私たちの社名であるアビームは「アジアンビーム」(アジアの光線・力)に由来していることから、アジアには強い思いを持っています。出発点は日本ではありますが、日系企業やアジア企業の支援を通じてアジア社会に貢献することが私たちの強い願いです。
現在、私が管轄している東南アジア地域では、タイ、シンガポール、マレーシア、インドネシア、ベトナムの5カ国で約1400人が活躍しています。最も規模が大きいタイのオフィスには500人おり、同国の総合コンサルティング会社としては、事業規模や売上げ、コンサルタント数で、トップを争うポジションまで成長しているところです。
私がマネージングディレクターを務めてきたタイのオフィスには、タイ人はもちろん、ベルギー人などさまざまな人種の外国籍のメンバーがいます。東南アジア全体では、各ローカルのメンバーに加え、フランス人、インド人、中国人が在籍しているなど、多種多様です。

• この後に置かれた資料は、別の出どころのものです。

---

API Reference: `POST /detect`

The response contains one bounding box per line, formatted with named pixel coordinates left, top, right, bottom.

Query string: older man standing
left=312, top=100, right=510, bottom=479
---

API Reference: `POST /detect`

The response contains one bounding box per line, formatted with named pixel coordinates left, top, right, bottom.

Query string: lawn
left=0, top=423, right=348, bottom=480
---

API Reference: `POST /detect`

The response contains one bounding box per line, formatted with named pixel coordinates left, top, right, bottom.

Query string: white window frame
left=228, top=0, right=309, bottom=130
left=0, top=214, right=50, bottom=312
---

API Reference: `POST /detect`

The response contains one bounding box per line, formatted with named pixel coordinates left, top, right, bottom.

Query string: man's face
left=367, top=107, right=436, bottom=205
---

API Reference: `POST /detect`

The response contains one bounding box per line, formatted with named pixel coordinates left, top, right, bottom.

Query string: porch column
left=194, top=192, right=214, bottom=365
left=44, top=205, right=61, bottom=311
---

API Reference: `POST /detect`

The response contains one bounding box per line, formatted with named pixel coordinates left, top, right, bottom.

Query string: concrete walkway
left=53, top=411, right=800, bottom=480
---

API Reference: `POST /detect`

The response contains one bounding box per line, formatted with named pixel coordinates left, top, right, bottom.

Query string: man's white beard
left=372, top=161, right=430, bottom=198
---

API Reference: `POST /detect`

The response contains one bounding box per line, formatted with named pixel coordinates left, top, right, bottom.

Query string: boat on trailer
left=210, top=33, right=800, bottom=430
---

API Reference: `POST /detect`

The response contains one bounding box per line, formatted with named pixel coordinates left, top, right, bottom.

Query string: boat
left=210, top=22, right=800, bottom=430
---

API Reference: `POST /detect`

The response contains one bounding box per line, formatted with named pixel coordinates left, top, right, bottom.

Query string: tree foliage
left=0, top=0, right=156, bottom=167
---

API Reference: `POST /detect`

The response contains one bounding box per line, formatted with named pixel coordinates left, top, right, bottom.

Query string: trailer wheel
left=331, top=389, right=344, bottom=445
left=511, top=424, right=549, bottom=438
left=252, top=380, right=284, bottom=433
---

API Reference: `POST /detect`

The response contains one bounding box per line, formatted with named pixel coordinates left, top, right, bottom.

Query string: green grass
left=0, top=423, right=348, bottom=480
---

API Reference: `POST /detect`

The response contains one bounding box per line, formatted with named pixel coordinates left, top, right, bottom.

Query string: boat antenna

このような多様性のあるチームをつくっていくうえでも、DHBRを非常に参考にしています。現在、当社では東南アジア諸国のオフィスの多様性が、将来の私たちのグローバルにおける経営として目指すべき姿ではないかとの仮説を置き、力を入れているところです。その実現には、多様なメンバーにビジョンを語り、共感を得て、彼らを巻き込んでいくことが欠かせません。日本的なやり方や伝え方では理解されない時、DHBRは米国や欧州発の論文も非常に多いため、引用した話を彼ら・彼女らに伝えることで、少しずつ理解を得られるところがあると考えています。また、DHBRにはダイバーシティに関する論文も多く、Z世代や女性の視点など、自分にない視点をもらえて非常に役に立っています。
タイでは、「持続的成長ができるチームづくり」を目指し、次世代リーダーの育成を通して、組織を駐在員中心からローカルメンバーを中心に移行させるなど、変革を行ってきました。これからは、タイで行った構造改革を他の東南アジア諸国にも広げていくフェーズになります。その際に重要になるのは、いかに高い視座を持ち、その中で、自分自身の思いや主体性を持って進められるかどうかです。
これまで日本を中心にして物事が動いていた部分を変えていきたいですし、新しいサービスやコンセプトを海外でつくり、日本へ逆輸入したり、グローバルに展開したりできるのではないかと考えています。完璧主義ゆえに足踏みしがちな日本に対し、東南アジアはフットワーク軽くチャレンジできる土壌があります。私はこれからも東南アジアを拠点に、さらなる変革に挑み続けたいと考えています。